Your best shot is probably cldr
, it uses Chrome's language detection library.
library(devtools)
install_github("aykutfirat/cldr")
library(cldr)
docs1 <- c(
"Detects the language of a set of documents with possible input hints. Returns the top 3 candidate languages and their probabilities as well.",
"Som nevnt på møte forrige uke er det ulike ting som skjer denne og neste uke.",
"Ganz besonders wollen wir, dass forthin allenthalben in unseren Städten, Märkten und auf dem Lande zu keinem Bier mehr Stücke als allein Gersten, Hopfen und Wasser verwendet und gebraucht werden sollen.",
"Роман Гёте «Вильгельм Майстер» заложил основы воспитательного романа эпохи Просвещения.")
detectLanguage(docs1)$detectedLanguage
# [1] "ENGLISH" "NORWEGIAN" "GERMAN" "RUSSIAN"
However, your examples seems to be a bit too short.
docs2 <- c("I am a musician", "я инженер", "Je suis un poète")

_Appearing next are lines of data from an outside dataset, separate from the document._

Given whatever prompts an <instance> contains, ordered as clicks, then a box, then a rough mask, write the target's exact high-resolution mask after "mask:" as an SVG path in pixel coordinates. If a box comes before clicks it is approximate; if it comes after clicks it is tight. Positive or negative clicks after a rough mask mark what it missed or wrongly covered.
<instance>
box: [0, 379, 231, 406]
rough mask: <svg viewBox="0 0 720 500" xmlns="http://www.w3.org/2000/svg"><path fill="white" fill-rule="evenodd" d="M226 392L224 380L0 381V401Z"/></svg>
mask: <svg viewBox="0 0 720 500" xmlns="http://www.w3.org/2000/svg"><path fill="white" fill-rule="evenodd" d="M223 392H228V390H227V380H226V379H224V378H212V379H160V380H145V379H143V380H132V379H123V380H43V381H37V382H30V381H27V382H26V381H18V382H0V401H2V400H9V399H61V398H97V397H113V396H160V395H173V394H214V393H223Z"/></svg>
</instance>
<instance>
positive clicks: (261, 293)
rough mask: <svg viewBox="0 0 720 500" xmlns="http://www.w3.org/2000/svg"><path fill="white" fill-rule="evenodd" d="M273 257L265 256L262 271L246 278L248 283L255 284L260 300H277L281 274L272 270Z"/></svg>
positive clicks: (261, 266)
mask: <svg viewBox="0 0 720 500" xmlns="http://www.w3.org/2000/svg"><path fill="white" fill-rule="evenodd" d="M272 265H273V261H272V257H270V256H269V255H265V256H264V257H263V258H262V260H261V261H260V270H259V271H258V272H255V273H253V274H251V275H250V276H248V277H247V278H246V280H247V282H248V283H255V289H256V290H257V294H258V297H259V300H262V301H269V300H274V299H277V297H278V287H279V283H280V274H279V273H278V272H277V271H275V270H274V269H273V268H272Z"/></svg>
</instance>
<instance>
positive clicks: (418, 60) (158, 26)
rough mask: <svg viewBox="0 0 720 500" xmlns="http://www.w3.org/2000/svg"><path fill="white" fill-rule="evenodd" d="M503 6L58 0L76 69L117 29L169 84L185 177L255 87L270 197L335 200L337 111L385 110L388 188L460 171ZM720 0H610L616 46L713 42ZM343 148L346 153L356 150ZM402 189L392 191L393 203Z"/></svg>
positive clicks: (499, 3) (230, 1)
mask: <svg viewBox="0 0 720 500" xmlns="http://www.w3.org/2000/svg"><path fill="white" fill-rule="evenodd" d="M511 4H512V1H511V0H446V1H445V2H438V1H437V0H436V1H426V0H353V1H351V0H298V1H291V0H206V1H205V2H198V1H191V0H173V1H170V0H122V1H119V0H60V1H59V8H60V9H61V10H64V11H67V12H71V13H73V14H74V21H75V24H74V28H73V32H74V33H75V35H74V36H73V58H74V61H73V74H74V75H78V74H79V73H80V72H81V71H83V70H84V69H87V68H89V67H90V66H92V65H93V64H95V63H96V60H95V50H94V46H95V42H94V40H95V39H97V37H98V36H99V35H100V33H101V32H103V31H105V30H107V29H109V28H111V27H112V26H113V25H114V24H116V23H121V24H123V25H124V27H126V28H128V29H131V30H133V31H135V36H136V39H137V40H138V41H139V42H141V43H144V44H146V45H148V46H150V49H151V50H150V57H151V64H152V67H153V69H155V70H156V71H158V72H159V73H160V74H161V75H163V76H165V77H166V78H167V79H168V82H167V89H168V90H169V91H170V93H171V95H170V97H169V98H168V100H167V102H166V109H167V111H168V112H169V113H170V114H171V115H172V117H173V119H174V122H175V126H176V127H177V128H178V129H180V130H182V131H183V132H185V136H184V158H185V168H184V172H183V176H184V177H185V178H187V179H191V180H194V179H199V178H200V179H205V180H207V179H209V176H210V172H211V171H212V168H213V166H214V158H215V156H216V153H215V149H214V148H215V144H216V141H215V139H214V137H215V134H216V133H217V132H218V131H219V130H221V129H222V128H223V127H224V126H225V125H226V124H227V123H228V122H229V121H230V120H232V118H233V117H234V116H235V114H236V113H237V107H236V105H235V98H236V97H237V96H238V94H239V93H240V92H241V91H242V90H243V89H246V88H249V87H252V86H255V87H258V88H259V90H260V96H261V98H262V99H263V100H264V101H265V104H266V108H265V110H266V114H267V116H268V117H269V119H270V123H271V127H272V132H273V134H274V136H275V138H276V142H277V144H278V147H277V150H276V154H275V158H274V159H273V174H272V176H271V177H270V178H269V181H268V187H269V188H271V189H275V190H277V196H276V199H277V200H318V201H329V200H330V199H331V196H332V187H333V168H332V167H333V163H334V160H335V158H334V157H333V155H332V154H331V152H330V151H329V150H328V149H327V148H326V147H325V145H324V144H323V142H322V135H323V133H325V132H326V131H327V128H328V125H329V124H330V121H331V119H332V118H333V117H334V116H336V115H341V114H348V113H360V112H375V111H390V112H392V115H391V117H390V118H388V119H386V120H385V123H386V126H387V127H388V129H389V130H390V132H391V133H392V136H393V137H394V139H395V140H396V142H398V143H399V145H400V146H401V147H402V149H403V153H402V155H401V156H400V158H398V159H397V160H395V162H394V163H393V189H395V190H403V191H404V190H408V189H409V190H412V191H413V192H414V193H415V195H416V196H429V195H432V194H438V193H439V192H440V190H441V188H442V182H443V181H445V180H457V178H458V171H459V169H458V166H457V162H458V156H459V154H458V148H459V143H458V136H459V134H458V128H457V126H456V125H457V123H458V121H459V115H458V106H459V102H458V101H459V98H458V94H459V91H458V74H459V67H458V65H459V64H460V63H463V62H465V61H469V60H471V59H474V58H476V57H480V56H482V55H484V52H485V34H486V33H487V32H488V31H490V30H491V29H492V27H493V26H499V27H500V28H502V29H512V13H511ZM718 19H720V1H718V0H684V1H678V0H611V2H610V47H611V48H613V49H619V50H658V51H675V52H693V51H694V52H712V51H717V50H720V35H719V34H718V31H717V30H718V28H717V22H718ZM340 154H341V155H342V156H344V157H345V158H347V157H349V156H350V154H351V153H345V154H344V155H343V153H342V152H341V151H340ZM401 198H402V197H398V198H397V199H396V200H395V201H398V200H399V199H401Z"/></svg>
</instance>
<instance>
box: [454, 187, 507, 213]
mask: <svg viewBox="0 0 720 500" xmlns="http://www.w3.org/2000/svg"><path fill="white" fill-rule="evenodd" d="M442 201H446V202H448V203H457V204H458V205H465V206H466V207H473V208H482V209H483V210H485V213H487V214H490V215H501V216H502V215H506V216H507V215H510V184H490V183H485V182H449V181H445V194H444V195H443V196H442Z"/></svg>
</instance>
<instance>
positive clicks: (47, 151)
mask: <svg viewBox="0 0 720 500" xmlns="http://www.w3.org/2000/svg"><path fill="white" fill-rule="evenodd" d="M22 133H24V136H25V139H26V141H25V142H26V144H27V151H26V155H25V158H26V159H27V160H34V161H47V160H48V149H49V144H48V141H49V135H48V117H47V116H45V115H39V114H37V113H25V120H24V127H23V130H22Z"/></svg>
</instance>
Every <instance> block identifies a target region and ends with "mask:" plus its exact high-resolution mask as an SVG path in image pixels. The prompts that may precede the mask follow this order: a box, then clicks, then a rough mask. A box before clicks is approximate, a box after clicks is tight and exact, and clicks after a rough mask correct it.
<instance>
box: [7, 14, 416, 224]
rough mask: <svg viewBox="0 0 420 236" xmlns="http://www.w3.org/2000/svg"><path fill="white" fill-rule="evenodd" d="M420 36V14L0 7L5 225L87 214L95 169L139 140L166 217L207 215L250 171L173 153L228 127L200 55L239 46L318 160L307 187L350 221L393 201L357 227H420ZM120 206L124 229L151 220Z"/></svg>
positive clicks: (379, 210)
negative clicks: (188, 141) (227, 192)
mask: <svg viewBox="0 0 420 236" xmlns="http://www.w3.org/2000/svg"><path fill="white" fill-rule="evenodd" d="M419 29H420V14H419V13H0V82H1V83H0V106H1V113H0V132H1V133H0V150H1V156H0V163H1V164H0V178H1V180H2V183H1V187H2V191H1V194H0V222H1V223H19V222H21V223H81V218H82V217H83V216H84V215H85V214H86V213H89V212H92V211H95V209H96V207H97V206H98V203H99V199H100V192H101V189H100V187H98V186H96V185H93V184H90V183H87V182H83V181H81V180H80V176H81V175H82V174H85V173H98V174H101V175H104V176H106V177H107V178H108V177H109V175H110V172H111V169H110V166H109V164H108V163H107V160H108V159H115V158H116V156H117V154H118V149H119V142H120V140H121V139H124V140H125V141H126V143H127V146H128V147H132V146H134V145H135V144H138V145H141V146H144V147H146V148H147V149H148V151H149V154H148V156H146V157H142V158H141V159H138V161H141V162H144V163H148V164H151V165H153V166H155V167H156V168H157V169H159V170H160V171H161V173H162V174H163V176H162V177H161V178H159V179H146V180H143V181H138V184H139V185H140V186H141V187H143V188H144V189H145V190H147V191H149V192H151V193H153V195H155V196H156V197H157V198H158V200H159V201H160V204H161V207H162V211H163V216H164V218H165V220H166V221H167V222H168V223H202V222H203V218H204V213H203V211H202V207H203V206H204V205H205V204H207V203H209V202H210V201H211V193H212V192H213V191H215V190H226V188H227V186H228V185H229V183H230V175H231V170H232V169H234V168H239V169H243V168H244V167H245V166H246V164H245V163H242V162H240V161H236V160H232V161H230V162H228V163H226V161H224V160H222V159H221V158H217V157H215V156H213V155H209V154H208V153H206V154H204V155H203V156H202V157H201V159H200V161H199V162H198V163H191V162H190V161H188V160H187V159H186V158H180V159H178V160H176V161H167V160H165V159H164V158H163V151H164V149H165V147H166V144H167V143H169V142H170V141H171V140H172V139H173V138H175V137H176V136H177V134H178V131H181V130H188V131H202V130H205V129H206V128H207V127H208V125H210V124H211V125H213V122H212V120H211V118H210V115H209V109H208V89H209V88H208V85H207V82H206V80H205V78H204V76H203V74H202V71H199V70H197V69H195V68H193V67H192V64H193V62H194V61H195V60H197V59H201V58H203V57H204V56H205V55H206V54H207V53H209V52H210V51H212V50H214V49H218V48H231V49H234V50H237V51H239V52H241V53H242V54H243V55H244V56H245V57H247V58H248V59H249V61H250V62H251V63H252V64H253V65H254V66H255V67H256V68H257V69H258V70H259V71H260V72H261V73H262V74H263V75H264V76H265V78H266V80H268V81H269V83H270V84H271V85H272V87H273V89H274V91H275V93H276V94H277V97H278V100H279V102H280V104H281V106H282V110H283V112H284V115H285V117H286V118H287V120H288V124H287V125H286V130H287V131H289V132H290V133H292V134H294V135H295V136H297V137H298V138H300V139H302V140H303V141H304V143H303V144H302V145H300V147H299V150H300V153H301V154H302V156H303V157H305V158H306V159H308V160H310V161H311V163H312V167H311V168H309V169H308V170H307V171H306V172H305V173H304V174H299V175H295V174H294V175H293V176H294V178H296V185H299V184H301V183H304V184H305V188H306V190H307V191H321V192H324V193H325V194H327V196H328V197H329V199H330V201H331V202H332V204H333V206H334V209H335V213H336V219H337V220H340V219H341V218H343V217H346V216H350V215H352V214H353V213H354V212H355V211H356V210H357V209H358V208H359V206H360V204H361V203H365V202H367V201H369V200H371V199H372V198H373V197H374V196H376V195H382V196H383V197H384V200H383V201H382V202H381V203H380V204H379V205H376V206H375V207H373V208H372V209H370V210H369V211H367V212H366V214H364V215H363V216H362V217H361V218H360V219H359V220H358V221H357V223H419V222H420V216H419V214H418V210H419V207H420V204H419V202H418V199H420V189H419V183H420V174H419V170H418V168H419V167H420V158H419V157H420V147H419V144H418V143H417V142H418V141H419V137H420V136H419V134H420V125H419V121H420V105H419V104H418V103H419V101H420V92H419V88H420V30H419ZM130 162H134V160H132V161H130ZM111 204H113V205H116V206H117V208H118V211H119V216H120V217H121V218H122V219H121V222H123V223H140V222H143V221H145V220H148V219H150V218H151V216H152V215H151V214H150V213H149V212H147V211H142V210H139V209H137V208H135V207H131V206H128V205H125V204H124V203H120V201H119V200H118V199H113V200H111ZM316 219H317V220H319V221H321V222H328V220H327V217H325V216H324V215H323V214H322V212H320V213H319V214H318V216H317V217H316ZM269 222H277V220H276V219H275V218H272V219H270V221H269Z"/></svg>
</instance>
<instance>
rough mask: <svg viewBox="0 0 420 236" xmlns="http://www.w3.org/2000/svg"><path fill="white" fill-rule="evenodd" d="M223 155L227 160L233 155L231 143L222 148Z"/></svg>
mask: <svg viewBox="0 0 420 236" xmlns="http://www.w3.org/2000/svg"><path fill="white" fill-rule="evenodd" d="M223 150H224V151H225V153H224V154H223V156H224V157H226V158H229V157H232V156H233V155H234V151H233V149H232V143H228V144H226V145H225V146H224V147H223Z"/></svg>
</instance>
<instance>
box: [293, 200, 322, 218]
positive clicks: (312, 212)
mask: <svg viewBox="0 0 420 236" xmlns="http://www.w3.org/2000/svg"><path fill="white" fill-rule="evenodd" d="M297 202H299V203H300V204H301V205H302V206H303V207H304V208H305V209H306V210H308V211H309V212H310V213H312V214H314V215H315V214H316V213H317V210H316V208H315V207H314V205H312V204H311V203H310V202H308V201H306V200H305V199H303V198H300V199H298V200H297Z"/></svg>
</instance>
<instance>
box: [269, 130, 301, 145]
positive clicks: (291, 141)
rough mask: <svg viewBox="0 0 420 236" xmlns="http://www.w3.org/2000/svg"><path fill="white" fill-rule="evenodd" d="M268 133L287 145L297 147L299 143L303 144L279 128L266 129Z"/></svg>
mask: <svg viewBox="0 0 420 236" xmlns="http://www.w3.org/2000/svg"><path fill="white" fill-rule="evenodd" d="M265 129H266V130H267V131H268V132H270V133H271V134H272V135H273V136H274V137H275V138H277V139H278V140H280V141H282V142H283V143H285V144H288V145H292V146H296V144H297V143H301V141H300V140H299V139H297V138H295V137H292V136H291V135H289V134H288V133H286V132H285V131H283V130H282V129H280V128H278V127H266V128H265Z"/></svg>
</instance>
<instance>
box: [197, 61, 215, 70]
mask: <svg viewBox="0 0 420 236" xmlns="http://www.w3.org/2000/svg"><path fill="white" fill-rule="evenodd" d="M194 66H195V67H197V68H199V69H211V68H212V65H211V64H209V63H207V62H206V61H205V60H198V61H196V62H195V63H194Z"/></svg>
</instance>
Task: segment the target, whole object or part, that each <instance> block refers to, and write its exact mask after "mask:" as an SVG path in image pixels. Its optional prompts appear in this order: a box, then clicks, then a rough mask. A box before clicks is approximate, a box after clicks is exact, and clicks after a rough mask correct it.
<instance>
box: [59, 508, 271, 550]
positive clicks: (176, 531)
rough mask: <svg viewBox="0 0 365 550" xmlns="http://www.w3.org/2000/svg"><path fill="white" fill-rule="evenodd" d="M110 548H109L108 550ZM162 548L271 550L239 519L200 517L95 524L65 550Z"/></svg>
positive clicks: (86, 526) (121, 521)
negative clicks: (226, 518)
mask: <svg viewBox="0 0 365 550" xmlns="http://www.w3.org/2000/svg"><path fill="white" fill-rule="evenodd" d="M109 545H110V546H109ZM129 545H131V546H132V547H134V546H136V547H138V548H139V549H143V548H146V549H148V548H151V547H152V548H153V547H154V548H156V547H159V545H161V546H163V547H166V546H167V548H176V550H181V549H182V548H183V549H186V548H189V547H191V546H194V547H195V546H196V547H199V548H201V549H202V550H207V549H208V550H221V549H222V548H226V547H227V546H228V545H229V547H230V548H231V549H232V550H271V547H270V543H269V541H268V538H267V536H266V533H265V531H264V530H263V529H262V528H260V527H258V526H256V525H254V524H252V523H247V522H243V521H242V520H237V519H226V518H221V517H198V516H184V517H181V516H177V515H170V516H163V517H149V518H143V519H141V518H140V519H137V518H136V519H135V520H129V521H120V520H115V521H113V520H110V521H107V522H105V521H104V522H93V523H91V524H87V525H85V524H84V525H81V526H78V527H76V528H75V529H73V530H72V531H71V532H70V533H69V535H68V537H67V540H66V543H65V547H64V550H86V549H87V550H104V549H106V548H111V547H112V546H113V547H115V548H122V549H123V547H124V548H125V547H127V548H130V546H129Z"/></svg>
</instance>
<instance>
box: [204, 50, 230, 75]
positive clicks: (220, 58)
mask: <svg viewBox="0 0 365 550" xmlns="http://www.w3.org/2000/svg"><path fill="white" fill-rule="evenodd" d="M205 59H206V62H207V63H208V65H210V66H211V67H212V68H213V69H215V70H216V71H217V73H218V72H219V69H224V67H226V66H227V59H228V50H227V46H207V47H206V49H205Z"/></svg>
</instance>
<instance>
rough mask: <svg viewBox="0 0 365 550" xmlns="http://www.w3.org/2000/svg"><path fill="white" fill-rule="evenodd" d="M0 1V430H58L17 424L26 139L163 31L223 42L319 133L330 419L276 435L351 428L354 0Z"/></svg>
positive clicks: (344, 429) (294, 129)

detectLanguage(docs2)$detectedLanguage
# [1] "Unknown" "Unknown" "Unknown"
As noted by Ben textcat
seems to perform better on the shorter examples given by gulnerman, but unlike cldr
it doesn't indicate how reliable the matches are. This makes it difficult to say how much you can trust the results, even though two out of three were correct in this case.
library(textcat)
textcat(docs2)
# [1] "latin" "russian-iso8859_5" "french"